Providing the use of a personal account and password to unauthorized persons.
Developing or using programs such as malware, or viruses that damage software or hardware components.
Property Damage and/or Service Disruption Physical damage to computer resources
Causing, directly or indirectly, excessive strain on the computer facilities or unwarranted or unsolicited interference with other users. Examples: chain email letters, spamming unsolicited bulk e-mail, and so on.
Using IT resources such as the Internet, electronic mail, WWW, and bulletin boards to display, download or send fraudulent, harassing, hateful or obscene material.
Developing or using programs that harass other users
Harassment Contravening Laws and Regulations of any sort, including copyrights and all forms of Intellectual Property rights
Copyright Breaching the terms and conditions of a software licensing agreement.
Other Contravening Vanier College’s posted rules and regulations of use of departmental computer labs or facilities. Examples: game playing, consumption of food, instant messaging.
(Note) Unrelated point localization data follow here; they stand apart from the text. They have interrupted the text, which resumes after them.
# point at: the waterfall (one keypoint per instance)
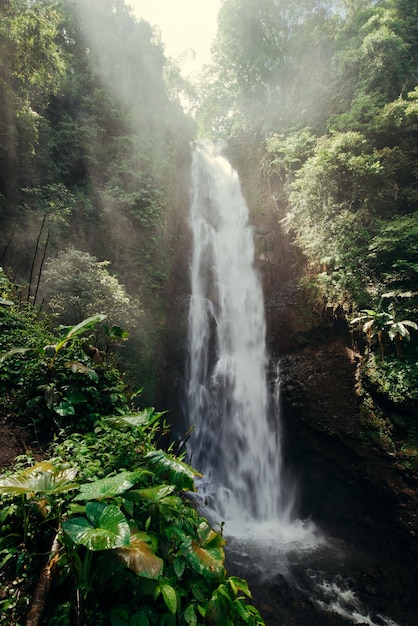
(235, 442)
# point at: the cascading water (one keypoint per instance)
(235, 445)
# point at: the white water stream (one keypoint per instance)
(235, 443)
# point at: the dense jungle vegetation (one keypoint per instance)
(318, 101)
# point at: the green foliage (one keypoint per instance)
(132, 548)
(77, 285)
(51, 382)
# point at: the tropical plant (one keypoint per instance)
(374, 325)
(398, 332)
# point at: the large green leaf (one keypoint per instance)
(206, 555)
(151, 495)
(42, 478)
(147, 417)
(170, 597)
(172, 470)
(80, 328)
(140, 558)
(108, 487)
(104, 529)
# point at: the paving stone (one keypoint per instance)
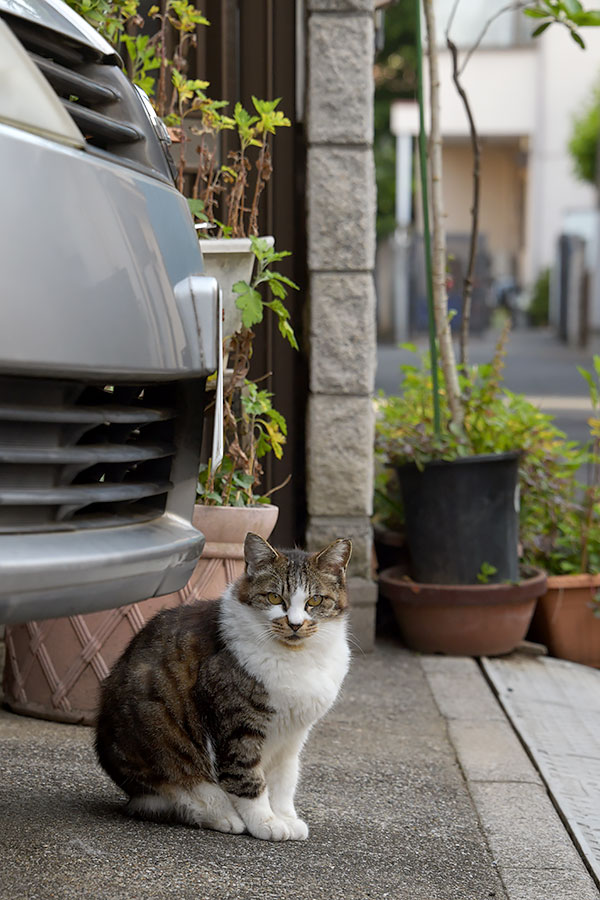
(460, 689)
(555, 707)
(523, 828)
(489, 750)
(552, 884)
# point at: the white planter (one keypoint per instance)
(229, 260)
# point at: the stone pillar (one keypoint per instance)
(341, 257)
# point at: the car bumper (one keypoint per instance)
(49, 574)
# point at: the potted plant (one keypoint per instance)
(228, 503)
(54, 668)
(461, 440)
(561, 533)
(459, 536)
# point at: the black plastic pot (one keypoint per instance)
(461, 515)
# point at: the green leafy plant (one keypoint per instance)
(252, 426)
(584, 139)
(569, 13)
(485, 573)
(158, 63)
(560, 515)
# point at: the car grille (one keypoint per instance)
(98, 97)
(80, 455)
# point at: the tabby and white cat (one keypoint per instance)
(206, 712)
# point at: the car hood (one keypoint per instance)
(57, 16)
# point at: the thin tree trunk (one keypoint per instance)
(440, 295)
(476, 148)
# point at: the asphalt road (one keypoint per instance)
(537, 365)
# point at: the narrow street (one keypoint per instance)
(537, 365)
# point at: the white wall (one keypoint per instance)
(532, 91)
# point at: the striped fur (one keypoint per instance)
(204, 716)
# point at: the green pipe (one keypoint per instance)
(426, 232)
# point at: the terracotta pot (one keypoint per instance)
(222, 560)
(462, 620)
(564, 619)
(54, 667)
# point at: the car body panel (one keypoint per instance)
(126, 240)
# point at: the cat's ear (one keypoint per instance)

Use of any Vanier College IT resources for a commercial purpose: This also includes transmitting unsolicited commercial messages and/or unsolicited installation of a computer program in the course of a commercial activity and/or personal advertisements via any electronic transmission method by using College’s computer systems/resources or resources contracted by the College, such as Omnivox, MIA, Clara, etc. and any other activity that is in violation of applicable Canadian or Quebec law, such as the Canadian Anti-Spam Law.